February 15 through June 10, 2018
Museum of Russian Icons (MA)
From the museum:
The Museum of Russian Icons presents “Rushnyky: Sacred Ukrainian Textiles,” an exhibition celebrating and exploring Ukrainian culture through one of its most ancient and valued traditions. The exhibition will feature more than 80 rushnyky, Ukrainian icons, and related artifacts.
What are rushnyky?
Rushnyky are ornately embroidered woven textiles that function at the core of many life-cycle ceremonies and rituals of the Ukrainian people. A rushnyk is a long rectangular cloth, typically handwoven in one solid piece from white linen or hemp, measuring 6-8 feet long by 1-2 feet wide. They are often adorned with brightly colored patterns; the symbolic decoration preserves archaic magical signs, symbolic colors and motifs, as well as Slavic artistic folk styles. Some cloths are decorated with intricate white-on-white satin stitch, cutwork, lace, and drawn thread work embroidery. Rushnyky have distinctive regional characteristics. For example, in central Ukraine, cloths typically feature the tree of life surrounded by animal, bird, and floral motifs.

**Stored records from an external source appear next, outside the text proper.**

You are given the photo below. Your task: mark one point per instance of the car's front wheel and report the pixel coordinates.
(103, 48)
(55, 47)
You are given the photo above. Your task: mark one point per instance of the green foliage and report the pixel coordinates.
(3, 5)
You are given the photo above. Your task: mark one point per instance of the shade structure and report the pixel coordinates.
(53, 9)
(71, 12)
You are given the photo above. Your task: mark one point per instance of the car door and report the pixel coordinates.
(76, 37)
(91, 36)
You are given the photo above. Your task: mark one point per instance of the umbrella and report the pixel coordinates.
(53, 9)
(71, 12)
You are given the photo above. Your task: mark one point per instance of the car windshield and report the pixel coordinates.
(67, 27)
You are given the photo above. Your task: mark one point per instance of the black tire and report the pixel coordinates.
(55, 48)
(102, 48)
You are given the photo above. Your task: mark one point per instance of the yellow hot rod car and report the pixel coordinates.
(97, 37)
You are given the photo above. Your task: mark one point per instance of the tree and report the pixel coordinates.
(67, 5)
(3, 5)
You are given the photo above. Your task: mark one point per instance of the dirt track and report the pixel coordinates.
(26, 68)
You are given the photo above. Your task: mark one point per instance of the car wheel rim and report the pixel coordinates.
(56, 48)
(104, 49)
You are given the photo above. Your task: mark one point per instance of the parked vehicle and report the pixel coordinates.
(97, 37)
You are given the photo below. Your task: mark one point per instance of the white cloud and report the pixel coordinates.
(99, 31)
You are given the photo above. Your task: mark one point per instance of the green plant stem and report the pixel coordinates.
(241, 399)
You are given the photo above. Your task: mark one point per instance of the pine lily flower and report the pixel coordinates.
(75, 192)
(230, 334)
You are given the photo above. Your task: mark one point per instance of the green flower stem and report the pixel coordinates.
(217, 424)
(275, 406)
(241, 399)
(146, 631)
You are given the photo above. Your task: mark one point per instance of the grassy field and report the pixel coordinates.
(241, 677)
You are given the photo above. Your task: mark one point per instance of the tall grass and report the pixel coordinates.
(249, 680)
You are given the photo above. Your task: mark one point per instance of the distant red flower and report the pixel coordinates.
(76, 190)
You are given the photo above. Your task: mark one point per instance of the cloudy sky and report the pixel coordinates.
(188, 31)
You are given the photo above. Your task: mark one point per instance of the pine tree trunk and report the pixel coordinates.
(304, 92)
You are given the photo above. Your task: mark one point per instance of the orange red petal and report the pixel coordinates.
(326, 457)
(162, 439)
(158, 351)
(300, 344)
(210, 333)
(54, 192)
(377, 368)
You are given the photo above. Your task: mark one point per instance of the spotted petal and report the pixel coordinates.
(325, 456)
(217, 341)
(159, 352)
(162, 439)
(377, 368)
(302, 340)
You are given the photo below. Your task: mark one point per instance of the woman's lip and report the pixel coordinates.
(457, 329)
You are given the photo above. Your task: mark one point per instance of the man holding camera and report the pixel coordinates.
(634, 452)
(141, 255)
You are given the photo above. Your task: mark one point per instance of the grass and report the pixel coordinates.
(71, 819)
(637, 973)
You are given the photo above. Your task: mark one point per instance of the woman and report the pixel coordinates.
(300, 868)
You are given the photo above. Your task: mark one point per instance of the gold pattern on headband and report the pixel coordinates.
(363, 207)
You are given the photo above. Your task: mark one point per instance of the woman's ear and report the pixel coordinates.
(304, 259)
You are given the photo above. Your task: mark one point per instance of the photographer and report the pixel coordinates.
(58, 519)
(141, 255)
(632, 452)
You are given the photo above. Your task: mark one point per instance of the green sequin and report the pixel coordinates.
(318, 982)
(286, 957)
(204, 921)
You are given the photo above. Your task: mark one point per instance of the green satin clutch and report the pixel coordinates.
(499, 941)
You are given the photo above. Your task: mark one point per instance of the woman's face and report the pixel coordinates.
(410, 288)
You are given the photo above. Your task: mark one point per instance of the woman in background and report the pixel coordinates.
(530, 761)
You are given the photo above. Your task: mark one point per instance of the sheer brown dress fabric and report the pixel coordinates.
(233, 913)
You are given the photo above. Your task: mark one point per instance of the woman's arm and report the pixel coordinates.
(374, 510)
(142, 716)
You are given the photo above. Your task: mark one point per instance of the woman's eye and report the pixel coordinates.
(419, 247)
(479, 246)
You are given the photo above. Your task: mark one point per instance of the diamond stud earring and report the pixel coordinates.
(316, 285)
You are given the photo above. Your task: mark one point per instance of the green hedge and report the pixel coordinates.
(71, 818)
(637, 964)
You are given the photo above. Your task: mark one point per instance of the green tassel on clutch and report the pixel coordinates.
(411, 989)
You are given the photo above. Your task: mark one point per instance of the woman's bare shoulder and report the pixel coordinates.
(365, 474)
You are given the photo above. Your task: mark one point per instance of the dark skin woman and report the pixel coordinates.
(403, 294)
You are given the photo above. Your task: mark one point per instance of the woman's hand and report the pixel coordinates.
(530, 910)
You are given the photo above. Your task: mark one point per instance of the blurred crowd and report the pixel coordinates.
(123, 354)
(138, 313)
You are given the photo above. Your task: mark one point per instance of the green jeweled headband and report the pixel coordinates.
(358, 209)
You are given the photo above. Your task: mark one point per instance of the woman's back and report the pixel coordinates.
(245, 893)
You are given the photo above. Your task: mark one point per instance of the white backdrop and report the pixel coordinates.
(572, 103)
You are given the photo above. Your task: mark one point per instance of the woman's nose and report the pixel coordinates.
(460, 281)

Steeped in tradition and faith, the shape of the rushnyk represents life’s journey, and the cloths are believed to be a median between the secular and the divine. The process of spinning thread and weaving linen embodies spiritual power reflecting the ancient deity Mokosh, often represented in embroidery. The needle has its own energy (similar to the chi of acupuncture), and the color of the thread has sacred meaning. Red, for example, represents life and is the main color used.